Erachte ich m.E. nicht als ungefährlich. Der Prüfer sagt o.k. und dann kommt der Einspruch mit unzulässiger Erweiterung. Blind darauf Vertrauen, dass diese Formulierung Bestand hat würde ich nicht. Sollte sich dann ein Grund finden lassen, warum consisting essentially gegen 123 (2) verstösst, ist die Kacke am Dampfen.

Das ganze Problem zielt natürlich auf unzulässige Erweiterung ab, wobei sich hier wieder mal die Frage der Interpretation des 123 (2) stellt.

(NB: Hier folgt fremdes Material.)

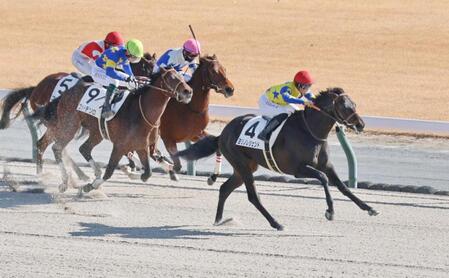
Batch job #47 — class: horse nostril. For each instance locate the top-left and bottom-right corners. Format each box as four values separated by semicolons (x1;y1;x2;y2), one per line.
225;87;234;96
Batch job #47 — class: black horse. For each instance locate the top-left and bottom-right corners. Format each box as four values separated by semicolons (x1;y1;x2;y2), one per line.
176;88;378;230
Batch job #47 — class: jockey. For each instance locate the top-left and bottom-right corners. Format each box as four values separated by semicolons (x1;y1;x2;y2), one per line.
92;39;143;118
72;32;124;75
257;70;315;142
153;39;201;82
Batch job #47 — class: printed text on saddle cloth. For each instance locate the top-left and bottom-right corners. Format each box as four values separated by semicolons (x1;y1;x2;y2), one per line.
76;84;129;120
235;116;285;150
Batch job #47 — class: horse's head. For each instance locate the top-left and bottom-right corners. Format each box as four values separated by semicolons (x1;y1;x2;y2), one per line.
315;88;365;132
155;68;193;103
200;54;234;97
131;52;156;78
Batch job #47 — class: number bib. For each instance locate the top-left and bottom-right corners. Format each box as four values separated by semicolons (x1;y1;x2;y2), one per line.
76;84;129;120
235;116;286;151
50;74;79;101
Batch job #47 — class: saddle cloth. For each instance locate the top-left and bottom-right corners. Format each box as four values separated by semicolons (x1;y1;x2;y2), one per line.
50;74;79;101
76;84;130;121
235;116;286;151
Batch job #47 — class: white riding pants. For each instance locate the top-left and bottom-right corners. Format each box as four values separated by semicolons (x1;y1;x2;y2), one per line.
259;94;299;118
72;49;95;75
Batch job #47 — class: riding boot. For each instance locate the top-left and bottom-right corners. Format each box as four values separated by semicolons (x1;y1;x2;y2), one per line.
257;113;288;142
101;84;116;119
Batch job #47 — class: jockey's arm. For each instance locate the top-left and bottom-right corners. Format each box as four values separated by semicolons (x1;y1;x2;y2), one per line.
106;60;129;81
122;61;134;79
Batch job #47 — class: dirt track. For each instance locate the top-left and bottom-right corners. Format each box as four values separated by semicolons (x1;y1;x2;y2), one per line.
0;0;449;121
0;163;449;277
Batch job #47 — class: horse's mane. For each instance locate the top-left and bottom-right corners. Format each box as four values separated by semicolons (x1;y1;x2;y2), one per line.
200;54;217;64
315;87;345;102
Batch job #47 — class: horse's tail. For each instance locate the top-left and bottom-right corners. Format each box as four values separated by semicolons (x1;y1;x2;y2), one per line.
0;87;36;129
175;135;220;161
29;97;61;123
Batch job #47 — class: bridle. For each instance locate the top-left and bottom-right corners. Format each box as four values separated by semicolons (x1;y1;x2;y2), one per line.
302;92;357;142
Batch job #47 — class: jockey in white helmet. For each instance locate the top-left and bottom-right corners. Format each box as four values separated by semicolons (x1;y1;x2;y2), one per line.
153;39;201;82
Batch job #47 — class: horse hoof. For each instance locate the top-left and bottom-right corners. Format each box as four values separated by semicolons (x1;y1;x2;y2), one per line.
140;174;151;182
83;183;94;193
58;183;68;193
274;224;284;231
207;174;217;185
78;174;90;182
169;171;179;181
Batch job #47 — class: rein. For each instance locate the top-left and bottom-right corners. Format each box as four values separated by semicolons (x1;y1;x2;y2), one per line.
302;93;357;142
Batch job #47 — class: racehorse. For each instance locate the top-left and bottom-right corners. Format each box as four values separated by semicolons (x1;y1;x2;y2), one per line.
160;55;234;180
0;53;156;181
176;88;378;230
32;68;192;192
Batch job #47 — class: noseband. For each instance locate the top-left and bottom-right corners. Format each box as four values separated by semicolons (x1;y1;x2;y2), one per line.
302;92;357;142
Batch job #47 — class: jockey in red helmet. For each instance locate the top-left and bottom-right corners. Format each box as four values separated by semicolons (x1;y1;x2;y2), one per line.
258;70;315;141
72;32;124;75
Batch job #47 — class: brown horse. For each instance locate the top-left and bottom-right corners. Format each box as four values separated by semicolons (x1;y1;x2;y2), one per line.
0;53;156;181
33;69;192;192
160;55;234;180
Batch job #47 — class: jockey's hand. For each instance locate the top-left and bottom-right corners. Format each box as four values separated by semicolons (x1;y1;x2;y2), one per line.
125;76;139;89
304;101;315;108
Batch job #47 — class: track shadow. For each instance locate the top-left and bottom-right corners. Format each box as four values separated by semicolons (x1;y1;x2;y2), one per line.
70;222;232;239
0;190;53;208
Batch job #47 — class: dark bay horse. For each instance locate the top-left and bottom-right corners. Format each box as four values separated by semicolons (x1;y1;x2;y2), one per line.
176;88;378;230
33;69;192;192
0;53;156;181
160;55;234;180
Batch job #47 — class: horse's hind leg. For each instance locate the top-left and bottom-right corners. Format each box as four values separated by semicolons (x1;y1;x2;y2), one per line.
83;145;125;192
223;152;284;231
214;173;243;225
79;133;102;179
207;150;223;185
298;165;334;220
36;129;53;175
324;165;379;216
62;149;89;181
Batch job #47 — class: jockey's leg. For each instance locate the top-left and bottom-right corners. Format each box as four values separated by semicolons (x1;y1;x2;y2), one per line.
101;83;117;118
257;113;288;142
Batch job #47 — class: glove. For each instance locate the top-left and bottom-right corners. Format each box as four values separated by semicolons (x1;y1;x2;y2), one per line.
125;76;139;90
304;101;315;108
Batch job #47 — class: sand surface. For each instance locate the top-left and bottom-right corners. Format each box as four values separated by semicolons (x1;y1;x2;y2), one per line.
0;161;449;278
0;0;449;121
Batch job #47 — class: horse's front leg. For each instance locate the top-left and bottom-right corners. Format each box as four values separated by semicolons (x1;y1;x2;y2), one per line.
323;163;379;216
298;164;334;220
164;140;182;181
136;149;152;182
164;140;182;173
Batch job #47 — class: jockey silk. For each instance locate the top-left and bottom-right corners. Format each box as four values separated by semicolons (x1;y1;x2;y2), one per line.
95;46;134;81
153;48;198;82
78;40;104;60
265;82;313;106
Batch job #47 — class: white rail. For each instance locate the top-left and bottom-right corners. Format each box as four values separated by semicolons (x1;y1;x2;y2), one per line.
0;89;449;135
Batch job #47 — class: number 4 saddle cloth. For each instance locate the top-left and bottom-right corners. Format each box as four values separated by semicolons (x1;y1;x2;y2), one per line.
235;116;288;173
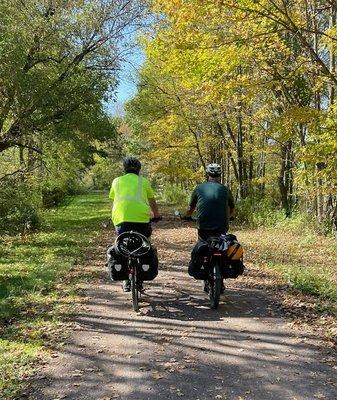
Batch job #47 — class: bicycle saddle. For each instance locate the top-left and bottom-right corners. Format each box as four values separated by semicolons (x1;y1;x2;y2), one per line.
115;231;151;258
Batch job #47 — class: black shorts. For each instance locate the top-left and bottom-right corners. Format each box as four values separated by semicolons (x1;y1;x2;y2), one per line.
115;222;152;238
198;229;226;240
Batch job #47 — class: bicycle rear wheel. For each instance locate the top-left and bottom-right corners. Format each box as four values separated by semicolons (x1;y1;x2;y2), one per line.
131;273;139;312
209;260;222;310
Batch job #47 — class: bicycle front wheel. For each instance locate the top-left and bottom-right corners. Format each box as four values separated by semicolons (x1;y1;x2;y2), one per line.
131;273;139;312
209;260;222;310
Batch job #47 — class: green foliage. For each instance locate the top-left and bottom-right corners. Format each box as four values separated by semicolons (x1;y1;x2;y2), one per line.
285;267;337;302
0;179;41;234
0;193;109;400
159;183;191;208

Beispiel 1: Erfindung beansprucht und offenbart beispielsweise A, das 1 bis 10 Teile B enthält. Im Stand der Technik sind 5 bis 10 Teile B bekannt und die Erfindung kann sich mit 1 bis 4 Teilen abgrenzen. Der Bereich 1 bis 4 ist nach gängiger EPO-Praxis aber nicht offenbart, obwohl enger und somit eigentlich keine unzulässige Erweiterung. Hier schreit jeder: klar, geht nicht.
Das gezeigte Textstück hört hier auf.